Василий Сергеевич мне так сказал:
— Ну чего ты хочешь… Я ведь тебе говорил и сейчас говорю: мы сделали свое дело. Вот и все! Вот тебе карта. Видишь, красными линиями на ней нанесено движение самолетов, шедших к лагерю Шмидта. Кажется, яснее ясного. А ты… Пойми меня… Сейчас я готовлюсь к перелету Москва — Диксон. Это полет! Семь тысяч пятьсот километров. Хороший маршрутик, а? Видишь ли, до Дудинки я много раз летал, а вот из Москвы на Диксон — впервые. Воздушную лыжню проложу. Первую!
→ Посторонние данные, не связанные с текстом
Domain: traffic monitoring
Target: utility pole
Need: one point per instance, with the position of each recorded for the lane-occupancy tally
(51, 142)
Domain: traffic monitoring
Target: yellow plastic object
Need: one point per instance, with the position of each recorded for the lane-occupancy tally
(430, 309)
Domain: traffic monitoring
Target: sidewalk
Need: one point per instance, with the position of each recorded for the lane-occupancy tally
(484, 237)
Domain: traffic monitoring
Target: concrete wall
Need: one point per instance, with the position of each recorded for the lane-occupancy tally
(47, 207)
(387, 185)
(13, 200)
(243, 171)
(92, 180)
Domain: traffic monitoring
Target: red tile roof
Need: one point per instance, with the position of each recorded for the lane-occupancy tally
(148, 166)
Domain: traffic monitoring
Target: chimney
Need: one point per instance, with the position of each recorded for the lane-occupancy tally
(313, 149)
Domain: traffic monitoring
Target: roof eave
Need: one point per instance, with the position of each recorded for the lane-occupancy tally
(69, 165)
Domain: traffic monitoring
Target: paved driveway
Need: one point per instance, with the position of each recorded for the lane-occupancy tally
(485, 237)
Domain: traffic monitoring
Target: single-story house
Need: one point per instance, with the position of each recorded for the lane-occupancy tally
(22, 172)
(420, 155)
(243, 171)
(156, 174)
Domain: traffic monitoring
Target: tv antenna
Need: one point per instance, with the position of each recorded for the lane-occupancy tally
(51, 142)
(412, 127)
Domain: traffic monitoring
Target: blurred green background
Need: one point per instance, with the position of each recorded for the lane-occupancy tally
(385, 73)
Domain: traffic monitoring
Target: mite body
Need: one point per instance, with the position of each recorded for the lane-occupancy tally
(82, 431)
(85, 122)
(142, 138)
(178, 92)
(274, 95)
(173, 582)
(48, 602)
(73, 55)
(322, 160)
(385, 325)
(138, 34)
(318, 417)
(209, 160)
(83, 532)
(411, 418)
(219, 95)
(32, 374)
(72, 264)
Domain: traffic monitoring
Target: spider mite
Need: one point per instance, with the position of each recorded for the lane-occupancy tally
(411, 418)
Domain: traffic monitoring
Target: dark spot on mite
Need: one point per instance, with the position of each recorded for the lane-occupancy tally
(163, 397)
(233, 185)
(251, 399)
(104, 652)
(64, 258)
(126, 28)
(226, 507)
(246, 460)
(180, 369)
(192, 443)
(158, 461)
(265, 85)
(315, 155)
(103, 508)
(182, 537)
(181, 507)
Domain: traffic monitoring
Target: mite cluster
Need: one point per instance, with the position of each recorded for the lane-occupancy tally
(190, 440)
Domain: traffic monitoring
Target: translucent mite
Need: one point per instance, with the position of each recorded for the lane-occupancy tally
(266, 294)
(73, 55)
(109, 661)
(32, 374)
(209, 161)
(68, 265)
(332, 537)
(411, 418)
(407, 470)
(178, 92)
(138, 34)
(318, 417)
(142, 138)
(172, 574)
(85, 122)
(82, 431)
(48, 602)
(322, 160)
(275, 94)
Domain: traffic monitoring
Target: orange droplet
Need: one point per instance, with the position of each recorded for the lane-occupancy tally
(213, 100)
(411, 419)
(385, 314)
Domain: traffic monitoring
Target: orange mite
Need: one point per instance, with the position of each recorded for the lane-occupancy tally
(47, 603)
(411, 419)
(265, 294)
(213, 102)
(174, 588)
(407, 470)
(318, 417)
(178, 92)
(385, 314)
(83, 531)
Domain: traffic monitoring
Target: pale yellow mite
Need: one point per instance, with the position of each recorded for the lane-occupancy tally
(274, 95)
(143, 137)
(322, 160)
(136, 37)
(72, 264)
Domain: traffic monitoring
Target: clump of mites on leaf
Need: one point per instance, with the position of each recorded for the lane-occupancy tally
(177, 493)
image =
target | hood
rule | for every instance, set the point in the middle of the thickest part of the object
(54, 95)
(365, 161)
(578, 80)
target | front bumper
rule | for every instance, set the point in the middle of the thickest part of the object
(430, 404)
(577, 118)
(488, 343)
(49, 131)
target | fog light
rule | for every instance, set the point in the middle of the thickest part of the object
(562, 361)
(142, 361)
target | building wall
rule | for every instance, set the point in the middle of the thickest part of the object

И все-таки он рассказал мне свою жизнь. Не сразу. По кускам. Но рассказал. Сидели мы как-то с Молоковым на берегу Москва-реки. По ту сторону реки раскинулось летное поле. На небольшой высоте пролетали машины, большие тени крыльев скользили по воде, в воздухе стоял гул работающих моторов. И тут Молоков сказал, поглядывая на небо:
— Хочется полетать! Тринадцатого апреля я последним оторвался на своей «синей двойке» со льдины в лагере Шмидта. И с тех пор не летал. В воздухе хочется побыть, вот в чем дело! А тут над тобой пролетают одна машина за другой, гул моторов, звенит в ушах…
Вот где я учился
В феврале «Челюскин», раздавленный льдами, пошел ко дну. Четыре дня спустя в Подкаменной Тунгуске я узнал о гибели нашего корабля и координатах лагеря Шмидта. Двадцать первого февраля приказом из Москвы я выехал во Владивосток, оттуда на пароходе в Олюторку и двадцать первого марта стартовал в звене Каманина на «синей двойке» в лагерь Шмидта.